PCA looks for the set of related variables in your data that explain most of the variance and creates a new feature out of it. This becomes your first component. It will then keep doing so on the next set of variables unrelated to the first, and that becomes your next component, and so on and so forth. This is done in an unsupervised manner so it doesn’t care what your response variable/outcome is (but you should exclude it from your data before feeding it into PCA.

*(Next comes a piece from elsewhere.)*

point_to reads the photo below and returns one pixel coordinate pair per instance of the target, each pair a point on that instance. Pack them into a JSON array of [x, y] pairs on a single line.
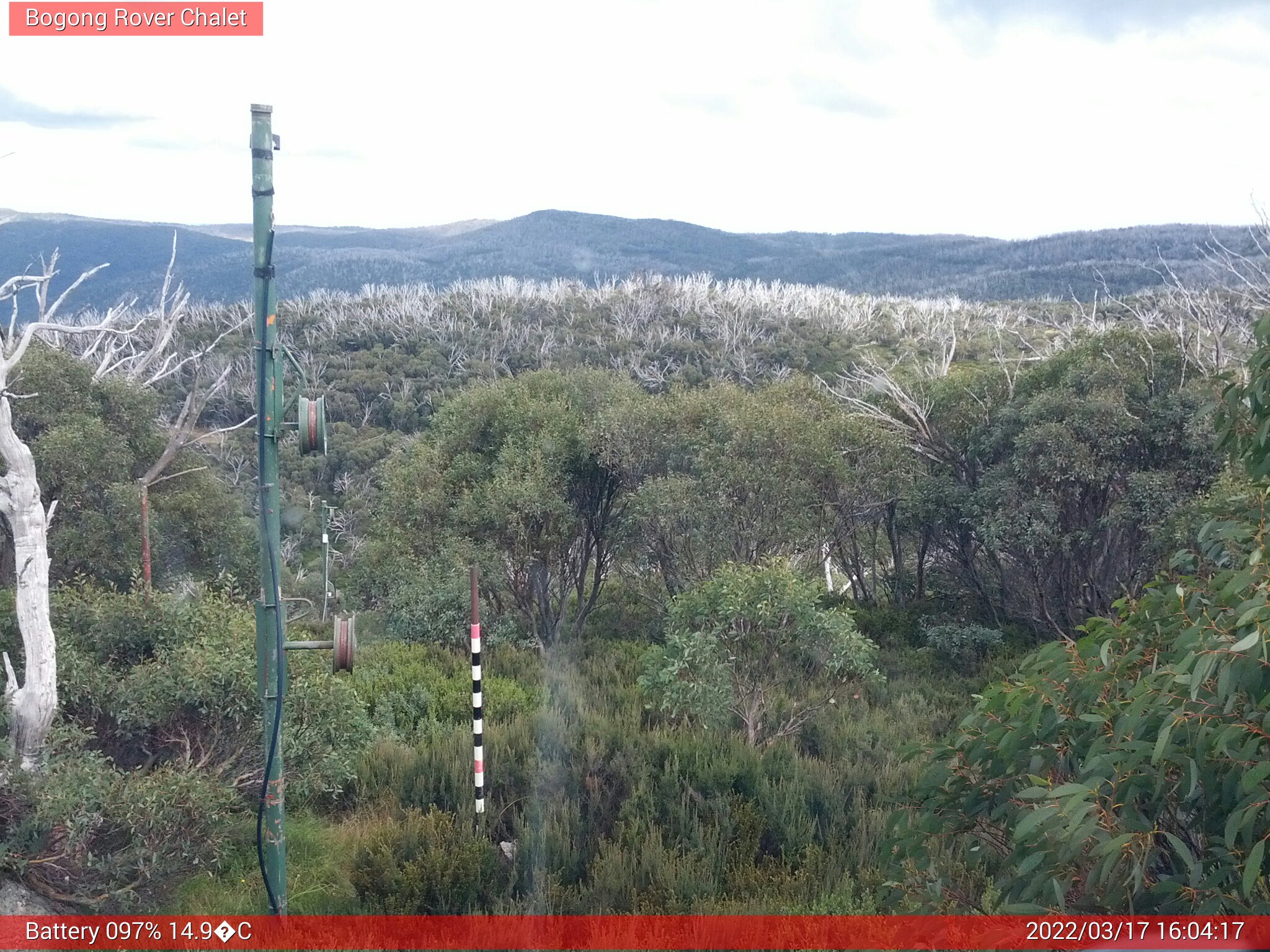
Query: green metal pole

We will use the USArrests dataset.
setwd("c://interim/PCA/UDEMY")
require(graphics)
# using prcomp
prc <- prcomp(USArrests, scale=TRUE)
summary(prc)
## Importance of components:
## PC1 PC2 PC3 PC4
## Standard deviation 1.5749 0.9949 0.59713 0.41645
## Proportion of Variance 0.6201 0.2474 0.08914 0.04336
## Cumulative Proportion 0.6201 0.8675 0.95664 1.00000
screeplot(prc)
Standard deviation more than 1 is consider important variable.
Proportion of variance, PC1 contributes 62% of data, PC2 contributes 24%, etc
names(prc)
## [1] "sdev" "rotation" "center" "scale" "x"
This shows the methods available at prcomp.
#standard deviation, anything more than 1 is important variable
prc$sdev
## [1] 1.5748783 0.9948694 0.5971291 0.4164494
biplot(prc)
#sort in decreasing order
USArrests[order(USArrests$UrbanPop, decreasing = TRUE),]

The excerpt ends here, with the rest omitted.